For anyone who is interested, the (very sketchy) notes I spoke from I’ve uploaded as a PDF here:

Blah Manc Talk

I’d actually mentioned something about exoskeletons in the brief I’d given, but forgot to mention it last night, so will post on that shortly.

I’ll also be posting something more on leadership and disturbance – which came up last night – too.


Comments

6 responses to “Blah… Blah Blah”

  1. Hi, thanks for last night, it was great to meet you. You gave me some very interesting things to think about.

  2. Cheers, for your musings last night matey and nice to meet another resigned youth worker! Just throwing a little question into the mixer for you which i’ve raised on my blog and would be interested to hear your thoughts on… how do you think theology fits into this whole conversation? Previously theology has been at the centre of any discussion about church development but increasingly those engaged in the emerging church conversation seem to be listening more to cultural analysists, psychologists, philosophers and sociologists and less to theologians…

  3. Hi Kester … thanks for last night’s Blah session in Manchester. I resonated with a great deal of what you were saying, but also the way you said it – seemed both radical and rooted.
    You were making some fascinating conceptual links e.g. between biology, computer science, and theology (having studied each of those at different points, I could see exactly what you meant). Would love to dialogue more about this (about the conceptual world of genetics and software algorithms and emergent behaviour and how this might mirror the emergence of new forms of “church”).
    Frank Zappa said that “without deviation, progress is not possible” and you touched on that helpfully too. I wonder about leadership (hence my question last night) – the tension between organic, ground-up emergent leadership and top-down structural imported leadership.
    I also would like to see existing church structures being brave enough to set up “think tanks” where ideas and concepts could be kicked about, and where future plans could be genuinely influenced.
    “Don’t just ‘think out the box’. Climb out the box, dismantle it, and use the wood to make something else. But think carefully before you burn the box, because you can’t build much out of charcoal.” (anon)

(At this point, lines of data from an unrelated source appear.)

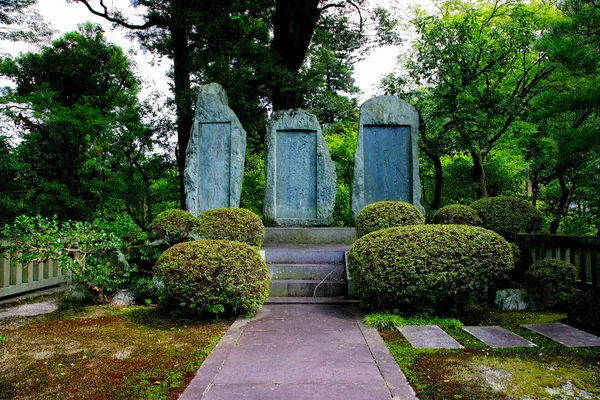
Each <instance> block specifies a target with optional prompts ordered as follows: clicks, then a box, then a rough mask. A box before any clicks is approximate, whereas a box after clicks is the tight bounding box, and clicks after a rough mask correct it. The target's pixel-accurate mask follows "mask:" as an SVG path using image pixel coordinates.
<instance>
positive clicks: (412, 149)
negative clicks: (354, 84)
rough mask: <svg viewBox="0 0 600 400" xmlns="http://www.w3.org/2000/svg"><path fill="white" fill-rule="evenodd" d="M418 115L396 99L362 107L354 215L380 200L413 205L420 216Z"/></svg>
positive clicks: (412, 107)
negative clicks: (392, 201)
mask: <svg viewBox="0 0 600 400" xmlns="http://www.w3.org/2000/svg"><path fill="white" fill-rule="evenodd" d="M418 130H419V114H418V112H417V110H415V108H414V107H413V106H412V105H410V104H408V103H407V102H405V101H404V100H401V99H400V98H398V97H396V96H377V97H374V98H372V99H370V100H367V101H366V102H365V103H363V105H362V106H361V107H360V119H359V126H358V143H357V146H356V153H355V155H354V184H353V187H352V216H353V217H354V218H356V215H358V213H359V212H360V210H361V209H362V208H363V207H364V206H366V205H368V204H371V203H375V202H377V201H386V200H392V201H403V202H406V203H411V204H414V205H415V206H416V207H417V208H418V209H419V210H420V211H421V213H423V214H424V213H425V210H424V209H423V207H422V206H421V183H420V179H419V158H418V154H417V146H418V142H417V140H418V136H417V133H418Z"/></svg>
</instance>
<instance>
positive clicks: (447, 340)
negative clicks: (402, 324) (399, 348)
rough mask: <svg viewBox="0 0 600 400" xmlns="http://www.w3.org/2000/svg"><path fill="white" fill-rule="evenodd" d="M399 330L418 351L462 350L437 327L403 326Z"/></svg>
mask: <svg viewBox="0 0 600 400" xmlns="http://www.w3.org/2000/svg"><path fill="white" fill-rule="evenodd" d="M398 330H399V331H400V332H401V333H402V334H403V335H404V337H405V338H406V340H408V342H409V343H410V344H411V345H412V347H415V348H417V349H462V348H463V346H461V345H460V343H458V342H457V341H456V340H454V338H452V337H451V336H450V335H448V334H447V333H446V332H444V331H443V330H441V329H440V327H439V326H437V325H426V326H401V327H398Z"/></svg>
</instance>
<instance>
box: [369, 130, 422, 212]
mask: <svg viewBox="0 0 600 400" xmlns="http://www.w3.org/2000/svg"><path fill="white" fill-rule="evenodd" d="M363 129H364V139H363V140H364V146H365V151H364V153H365V203H366V204H370V203H374V202H376V201H384V200H394V201H405V202H408V203H411V202H412V161H411V159H412V149H411V134H410V126H393V125H391V126H390V125H387V126H384V125H365V126H364V128H363Z"/></svg>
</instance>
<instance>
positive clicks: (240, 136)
mask: <svg viewBox="0 0 600 400" xmlns="http://www.w3.org/2000/svg"><path fill="white" fill-rule="evenodd" d="M245 154H246V131H244V129H243V128H242V124H240V121H239V120H238V118H237V117H236V115H235V114H234V112H233V111H232V110H231V108H229V105H228V101H227V94H226V93H225V90H224V89H223V87H222V86H221V85H219V84H217V83H210V84H208V85H204V86H201V87H200V92H199V93H198V100H197V101H196V113H195V116H194V124H193V126H192V131H191V134H190V141H189V143H188V147H187V151H186V160H185V171H184V185H185V197H186V206H187V209H188V211H189V212H190V213H191V214H192V215H194V216H198V214H200V213H201V212H203V211H205V210H208V209H211V208H221V207H238V206H239V204H240V193H241V189H242V177H243V176H244V157H245Z"/></svg>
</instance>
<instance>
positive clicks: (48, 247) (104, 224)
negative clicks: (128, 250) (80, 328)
mask: <svg viewBox="0 0 600 400" xmlns="http://www.w3.org/2000/svg"><path fill="white" fill-rule="evenodd" d="M134 227H135V226H134V225H132V224H129V225H128V224H123V225H122V222H120V221H116V222H113V223H110V222H107V221H106V220H102V219H97V220H95V221H94V222H92V223H88V222H80V221H65V222H63V223H62V224H61V225H59V224H58V222H57V221H56V220H50V219H47V218H43V217H39V216H37V217H28V216H24V215H22V216H19V217H17V219H16V220H15V223H14V224H12V225H6V226H5V227H4V229H3V230H2V235H3V236H5V237H7V238H8V240H9V241H10V242H11V243H12V245H11V246H10V251H11V253H12V254H19V256H18V257H16V258H15V259H14V260H13V262H18V263H21V264H29V263H31V262H45V261H47V260H48V259H57V260H59V261H60V262H61V265H62V267H63V268H65V269H67V270H70V271H71V274H72V275H71V276H72V279H73V280H74V281H75V282H79V283H82V284H84V285H86V286H87V287H89V288H90V289H92V290H93V291H94V292H95V293H96V295H97V298H98V299H99V300H101V301H104V300H106V293H107V292H112V291H115V290H117V289H120V288H121V287H123V286H124V285H125V284H126V283H127V282H129V276H130V274H131V273H132V272H134V270H133V269H130V268H129V265H128V263H127V261H126V259H125V256H124V254H123V252H124V251H125V250H126V247H127V244H128V243H127V242H125V241H124V240H123V239H122V238H121V237H118V236H117V235H116V234H115V232H120V233H121V234H123V235H124V236H125V237H135V234H136V229H137V227H135V228H134ZM137 231H138V232H139V229H137Z"/></svg>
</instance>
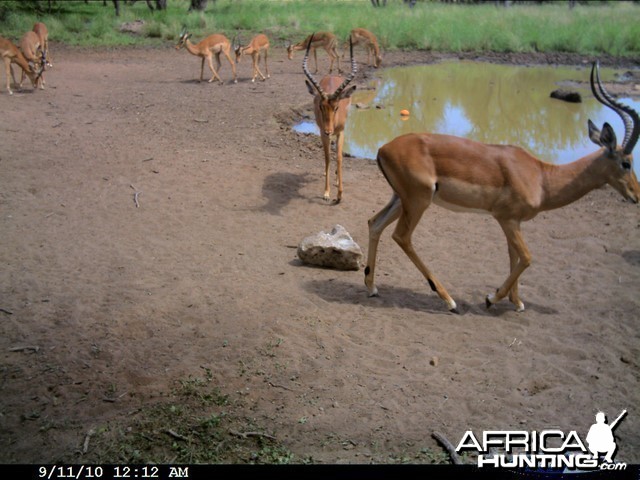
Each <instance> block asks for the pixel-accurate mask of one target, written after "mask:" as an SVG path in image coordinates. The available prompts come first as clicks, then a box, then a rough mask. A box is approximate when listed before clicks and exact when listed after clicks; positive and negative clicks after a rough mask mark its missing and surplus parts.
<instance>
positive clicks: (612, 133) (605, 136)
mask: <svg viewBox="0 0 640 480" xmlns="http://www.w3.org/2000/svg"><path fill="white" fill-rule="evenodd" d="M600 145H602V146H603V147H606V148H607V150H609V151H610V152H613V151H615V149H616V147H617V146H618V141H617V139H616V132H614V131H613V127H612V126H611V125H609V124H608V123H607V122H604V125H603V126H602V132H601V133H600Z"/></svg>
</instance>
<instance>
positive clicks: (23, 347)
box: [9, 345, 40, 352]
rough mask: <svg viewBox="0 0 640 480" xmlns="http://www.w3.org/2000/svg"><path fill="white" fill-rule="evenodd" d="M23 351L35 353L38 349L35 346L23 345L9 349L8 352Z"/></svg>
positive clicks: (17, 351)
mask: <svg viewBox="0 0 640 480" xmlns="http://www.w3.org/2000/svg"><path fill="white" fill-rule="evenodd" d="M25 350H33V351H34V352H37V351H38V350H40V347H38V346H37V345H24V346H20V347H11V348H10V349H9V351H10V352H24V351H25Z"/></svg>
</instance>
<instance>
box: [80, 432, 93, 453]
mask: <svg viewBox="0 0 640 480" xmlns="http://www.w3.org/2000/svg"><path fill="white" fill-rule="evenodd" d="M94 433H96V431H95V430H94V429H93V428H92V429H91V430H89V431H88V432H87V434H86V435H85V436H84V444H83V445H82V453H87V452H88V451H89V440H90V439H91V437H92V436H93V434H94Z"/></svg>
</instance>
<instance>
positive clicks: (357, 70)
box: [302, 33, 358, 100]
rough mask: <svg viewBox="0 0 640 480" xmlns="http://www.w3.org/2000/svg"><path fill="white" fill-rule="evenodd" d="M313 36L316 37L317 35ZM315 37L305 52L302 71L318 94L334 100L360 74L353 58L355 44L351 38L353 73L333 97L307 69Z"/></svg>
mask: <svg viewBox="0 0 640 480" xmlns="http://www.w3.org/2000/svg"><path fill="white" fill-rule="evenodd" d="M313 35H315V33H314V34H313ZM313 35H311V36H310V37H309V43H307V51H306V52H305V54H304V58H303V59H302V71H303V72H304V74H305V75H306V76H307V78H308V79H309V81H310V82H311V84H312V85H313V86H314V87H315V88H316V90H317V91H318V93H319V94H320V95H321V96H322V97H323V98H329V99H331V100H333V99H335V98H337V97H338V96H339V95H340V94H341V93H342V91H343V90H344V89H345V88H346V87H347V85H349V83H351V81H352V80H353V79H354V78H355V76H356V73H358V66H357V65H356V61H355V59H354V58H353V42H352V41H351V37H349V53H350V55H351V73H350V74H349V76H348V77H347V78H345V80H344V82H342V83H341V84H340V86H339V87H338V88H336V90H335V91H334V92H333V93H332V94H331V95H327V94H326V93H325V91H324V90H322V88H320V84H319V83H318V82H317V81H316V79H315V78H313V75H311V73H309V68H308V67H307V61H308V59H309V50H310V49H311V42H312V41H313Z"/></svg>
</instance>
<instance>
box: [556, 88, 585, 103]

  4. Kester, I have a question that’s been slowly forming since last night about your theory of disturbance.
    You said that church needs disturbing to shake it out of the evolutionary blind alleys that it has gone down. I can see that working in some situations but not in others. Some people/organisations, when faced with a challenge or disturbance do respond well and get back on track, others lock down even tighter and become even more intractable than before. Do you think that’s a danger?

  5. Good question Lou. I’d still hold that in order to progress ALL groups need disturbing. But the amount of disturbance that a group can helpfully take will vary according to local circumstance, just as it does within nature.
    One might see it as a pendulum… It needs disturbing to get going. But for some that’s going to be a small movement from the centre; for others it will be larger… Again, depending on the make-up of the local system.
    Any help? Do get back to me with any thoughts!

  6. Thanks Kester, that’s helpful – it allows for a gentle touch where one is needed. Evolution can be a very brutal instrument – survival of the fittest isn’t a very Christian ethos.
    Do you believe there are any groups that are beyond help?